Les attaques canines sont à nouveau au coeur de l'actualité depuis qu'un chien a mordu des enfants à Montréal-Nord la semaine dernière. Malgré tout, le Service de police de la Ville de Montréal (SPVM) n'a récemment fourni à La Presse que des données partielles sur la question, contrairement à plusieurs corps policiers, tandis que la Sûreté du Québec (SQ) a refusé de rendre publiques ses statistiques en invoquant des raisons techniques.

Mis à jour le 29 août 2018
Louis-Samuel Perron LA PRESSE

La Loi sur l'accès aux documents des organismes publics et sur la protection des renseignements personnels est interprétée différemment selon le corps policier, a constaté La Presse cet été. Nous avons fait la même demande aux grands corps policiers de la province pour obtenir des statistiques au sujet des morsures de chien, ainsi que les rapports de police sur ces incidents.

Le Service de police de la Ville de Mirabel a été le seul à rendre publics les « rapports d'événement » détaillés de tous les incidents concernant une morsure de chien sur une personne. Seuls quelques mots ont été caviardés dans ces rapports afin de protéger l'identité des policiers et des citoyens. On apprend ainsi dans un rapport qu'un garçon de 12 ans a été mordu aux organes génitaux en juin dernier à Mirabel.

Les autres corps policiers ont refusé de nous communiquer ces rapports en raison de leur « caractère confidentiel » ou des « renseignements personnels concernant des tiers ».

Vendredi dernier, le SPVM a répondu partiellement à notre demande formulée il y a un mois et demi, sans même expliquer son refus sur de nombreux éléments, comme le prévoit la loi. Les 33 pages rendues publiques par le SPVM sont passablement caviardées. Seules deux pages d'un rapport montrant un tableau détaillé des morsures de chien par poste de police de 2010 à 2016 comportent des données compréhensibles.

On apprend ainsi qu'il y a eu 247 morsures de chien en 2015, en diminution par rapport à l'année précédente. Les données de 2016 s'arrêtent toutefois au 14 juin. Les statistiques des deux dernières années brillent donc par leur absence, malgré l'âpre débat qui fait rage sur la place publique. Aucune race de chiens n'est mentionnée.

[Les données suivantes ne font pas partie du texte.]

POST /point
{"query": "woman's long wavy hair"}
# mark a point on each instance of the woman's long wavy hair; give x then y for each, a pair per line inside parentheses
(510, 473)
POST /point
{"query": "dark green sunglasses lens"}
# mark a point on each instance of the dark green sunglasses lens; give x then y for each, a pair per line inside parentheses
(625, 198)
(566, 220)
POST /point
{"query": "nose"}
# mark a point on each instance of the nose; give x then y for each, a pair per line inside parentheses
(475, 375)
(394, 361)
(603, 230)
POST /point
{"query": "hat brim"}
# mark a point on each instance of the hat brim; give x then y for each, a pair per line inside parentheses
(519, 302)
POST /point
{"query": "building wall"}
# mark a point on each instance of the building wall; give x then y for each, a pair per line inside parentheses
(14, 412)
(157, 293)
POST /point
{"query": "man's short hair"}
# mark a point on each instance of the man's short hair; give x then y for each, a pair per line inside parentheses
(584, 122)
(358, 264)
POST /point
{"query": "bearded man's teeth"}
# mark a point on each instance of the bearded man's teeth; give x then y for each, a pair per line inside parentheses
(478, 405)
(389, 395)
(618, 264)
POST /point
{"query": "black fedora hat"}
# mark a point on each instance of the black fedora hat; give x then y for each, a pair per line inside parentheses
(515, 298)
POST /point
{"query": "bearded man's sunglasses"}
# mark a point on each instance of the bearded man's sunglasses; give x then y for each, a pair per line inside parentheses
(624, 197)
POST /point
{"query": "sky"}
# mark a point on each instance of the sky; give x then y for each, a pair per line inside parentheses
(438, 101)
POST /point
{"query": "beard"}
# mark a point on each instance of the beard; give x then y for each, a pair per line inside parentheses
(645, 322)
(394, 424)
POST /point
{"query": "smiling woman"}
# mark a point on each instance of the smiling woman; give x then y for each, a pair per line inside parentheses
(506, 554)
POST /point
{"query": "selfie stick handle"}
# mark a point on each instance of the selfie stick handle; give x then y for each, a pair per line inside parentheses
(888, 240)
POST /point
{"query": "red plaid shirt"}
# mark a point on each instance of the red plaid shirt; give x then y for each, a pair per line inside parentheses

Le service des communications du SPVM a refusé notre demande d'entrevue hier et nous a informé que le Bureau de l'accès à l'information du SPVM réagirait dans les « meilleurs délais ». Nous n'avons reçu aucune réponse du Bureau hier.

LES MORSURES DE CHIEN NE SONT PAS UNE « PROBLÉMATIQUE », DIT LA SQ

La SQ et la Régie intermunicipale de police Roussillon (en Montérégie) ont refusé de nous donner des statistiques au sujet des morsures de chien.

La police provinciale soutient dans sa lettre de réponse qu'elle ne détient « aucune compilation » à ce sujet, puisqu'il lui est « impossible d'extraire ce type d'information » de ses systèmes informatiques.

La SQ convient qu'elle peut produire un tel document, mais explique qu'elle devrait réaliser un fastidieux exercice manuel de comparaison de renseignement pour extraire les cas de morsure de la rubrique « appel en rapport avec un animal ». Or, la Loi ne lui impose aucune obligation de faire cet exercice, soutient le corps policier dans sa lettre.

En entrevue, la capitaine Martine Asselin explique que la SQ, contrairement à d'autres corps policiers, n'a pas de « banque de données maison » pour isoler les cas de morsures de chien, par exemple. La SQ utilise uniquement le Centre de renseignements policiers du Québec (CRPQ), le grand répertoire d'information criminelle de la province. De plus, les morsures de chien ne représentent pas une « problématique » particulière, ajoute la porte-parole. Ainsi, il n'existe pas de « code d'événement » distinct pour cet incident.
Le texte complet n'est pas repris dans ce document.